Regular Expression with Python. How to use the sed command.

Regular expressions

A regular expression is a specific pattern that provides concise means to specify and recognize strings of text. Python has a module named “re” to work with Perl-like regular expressions.

import re 

my_text = '''
Alice was beginning to get very tired of sitting by her sister on the bank, 
and of having nothing to do: once or twice she had peeped into the book her sister was reading, 
but it had no pictures or conversations in it, `and what is the use of a book,' 
thought Alice `without pictures or conversation?'
'''

pattern = re.compile(r'Alice') 
# re.compile compiles a regular expression pattern into a regular expression object. It is used for matching. 
# The 'r' at the start of the pattern string designates a python “raw” string. It is a string literal in which a backslash, "\" is taken as meaning "just a backslash".
matches = pattern.finditer(my_text)
# re.finditer returns an iterator yielding match objects.

for match in matches:
	print(match)

The result is:
<re.Match object; span=(1, 6), match='Alice'>
<re.Match object; span=(264, 269), match='Alice'>

If you write: print (my_text[1:6]), it will return ‘Alice’.

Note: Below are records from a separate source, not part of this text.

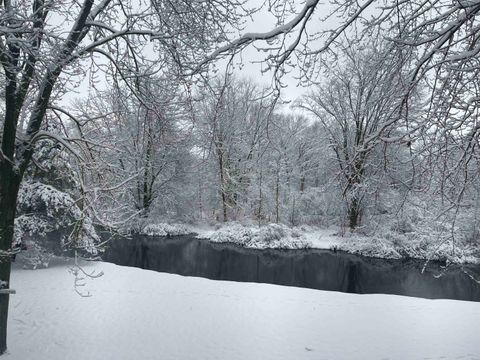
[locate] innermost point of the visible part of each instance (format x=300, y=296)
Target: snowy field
x=140, y=314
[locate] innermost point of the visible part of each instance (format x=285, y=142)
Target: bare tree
x=360, y=105
x=43, y=43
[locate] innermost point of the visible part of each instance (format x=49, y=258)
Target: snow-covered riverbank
x=386, y=244
x=140, y=314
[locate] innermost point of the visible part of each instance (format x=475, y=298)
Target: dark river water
x=316, y=269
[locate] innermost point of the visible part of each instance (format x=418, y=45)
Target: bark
x=9, y=185
x=354, y=213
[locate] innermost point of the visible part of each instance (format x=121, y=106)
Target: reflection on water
x=316, y=269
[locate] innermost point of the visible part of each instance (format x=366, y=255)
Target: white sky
x=262, y=21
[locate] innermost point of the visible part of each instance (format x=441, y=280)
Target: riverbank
x=387, y=244
x=140, y=314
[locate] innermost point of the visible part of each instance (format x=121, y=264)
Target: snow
x=141, y=314
x=387, y=244
x=164, y=229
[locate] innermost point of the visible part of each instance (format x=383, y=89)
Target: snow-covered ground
x=141, y=314
x=389, y=245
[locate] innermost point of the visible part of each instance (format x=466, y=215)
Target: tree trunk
x=354, y=213
x=9, y=184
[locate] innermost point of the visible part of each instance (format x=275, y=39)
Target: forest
x=123, y=117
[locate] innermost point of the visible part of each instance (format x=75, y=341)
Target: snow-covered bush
x=50, y=219
x=261, y=237
x=163, y=229
x=50, y=222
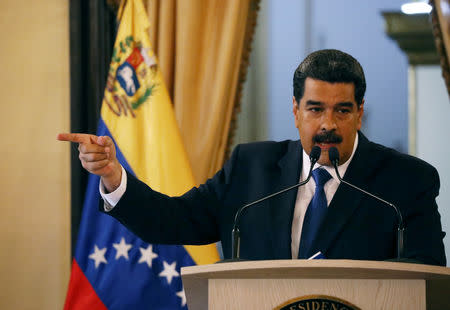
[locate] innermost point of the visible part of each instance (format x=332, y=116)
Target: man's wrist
x=111, y=183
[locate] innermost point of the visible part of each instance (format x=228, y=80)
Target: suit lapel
x=282, y=208
x=346, y=200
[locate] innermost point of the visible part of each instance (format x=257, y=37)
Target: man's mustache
x=327, y=137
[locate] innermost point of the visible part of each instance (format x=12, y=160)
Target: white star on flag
x=147, y=255
x=98, y=256
x=182, y=295
x=169, y=271
x=122, y=248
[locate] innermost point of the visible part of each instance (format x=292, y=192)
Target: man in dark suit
x=324, y=215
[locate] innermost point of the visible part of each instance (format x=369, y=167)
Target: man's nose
x=328, y=121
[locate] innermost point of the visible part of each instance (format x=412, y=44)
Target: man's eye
x=344, y=111
x=315, y=109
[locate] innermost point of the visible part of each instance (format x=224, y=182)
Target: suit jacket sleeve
x=189, y=219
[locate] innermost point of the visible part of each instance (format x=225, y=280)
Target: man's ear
x=295, y=107
x=360, y=114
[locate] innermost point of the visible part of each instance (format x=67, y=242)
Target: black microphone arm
x=333, y=154
x=236, y=234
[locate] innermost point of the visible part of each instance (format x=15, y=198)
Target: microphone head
x=333, y=155
x=314, y=155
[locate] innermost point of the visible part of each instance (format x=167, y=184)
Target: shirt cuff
x=111, y=199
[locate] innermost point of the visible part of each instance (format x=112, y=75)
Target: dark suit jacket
x=355, y=227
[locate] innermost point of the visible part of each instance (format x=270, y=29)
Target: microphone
x=333, y=154
x=314, y=156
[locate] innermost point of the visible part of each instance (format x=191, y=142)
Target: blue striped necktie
x=315, y=213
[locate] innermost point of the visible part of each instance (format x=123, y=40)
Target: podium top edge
x=319, y=269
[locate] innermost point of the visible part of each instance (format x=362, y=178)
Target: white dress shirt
x=304, y=194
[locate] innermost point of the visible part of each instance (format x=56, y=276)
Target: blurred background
x=407, y=108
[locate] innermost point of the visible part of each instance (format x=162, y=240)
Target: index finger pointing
x=74, y=137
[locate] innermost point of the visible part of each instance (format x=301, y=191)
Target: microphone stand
x=400, y=227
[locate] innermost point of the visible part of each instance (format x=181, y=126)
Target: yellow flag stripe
x=143, y=124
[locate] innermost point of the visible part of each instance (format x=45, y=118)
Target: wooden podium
x=276, y=283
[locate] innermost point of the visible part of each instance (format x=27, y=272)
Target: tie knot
x=321, y=176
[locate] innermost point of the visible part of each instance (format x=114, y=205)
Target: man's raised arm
x=97, y=156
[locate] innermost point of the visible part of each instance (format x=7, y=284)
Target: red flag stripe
x=80, y=294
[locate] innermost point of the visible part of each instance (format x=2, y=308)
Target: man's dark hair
x=330, y=66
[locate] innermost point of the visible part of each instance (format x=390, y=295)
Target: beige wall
x=35, y=176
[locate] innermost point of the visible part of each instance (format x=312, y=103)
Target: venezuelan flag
x=112, y=268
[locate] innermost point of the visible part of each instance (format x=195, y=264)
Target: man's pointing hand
x=97, y=156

Metacharacters are characters with a special meaning, e.g., [] -a set of character-, . -any character-, ^ -starts with-, $ -ends with, * -Zero or more occurrences-, + -One or more occurrences-, ? -Zero or one occurrences-, {} -Exactly the specified number of occurrences, | -either or-. They need to be escaped.

import re

my_text = '''
Alice was beginning to get very tired of sitting by her sister on the bank, 
and of having nothing to do: once or twice she had peeped into the book her sister was reading, 
but it had no pictures or conversations in it, `and what is the use of a book,' 
thought Alice `without pictures or conversation?'

Read more books in https://justtothepoint.com/, 
Free resources, bilingual e-books and videos to help your child and your entire family succeed, develop a healthy lifestyle, and have a lot of fun.
'''
pattern = re.compile(r'justtothepoint\.com')

Observe that we use the backslash to escape the dot ‘.’ We need to use it to escape any special character and interpret it literally; e.g., \., \\, or \{ escapes the dot ‘.’, the backslash ‘\’ and the open bracket ‘{’ respectively.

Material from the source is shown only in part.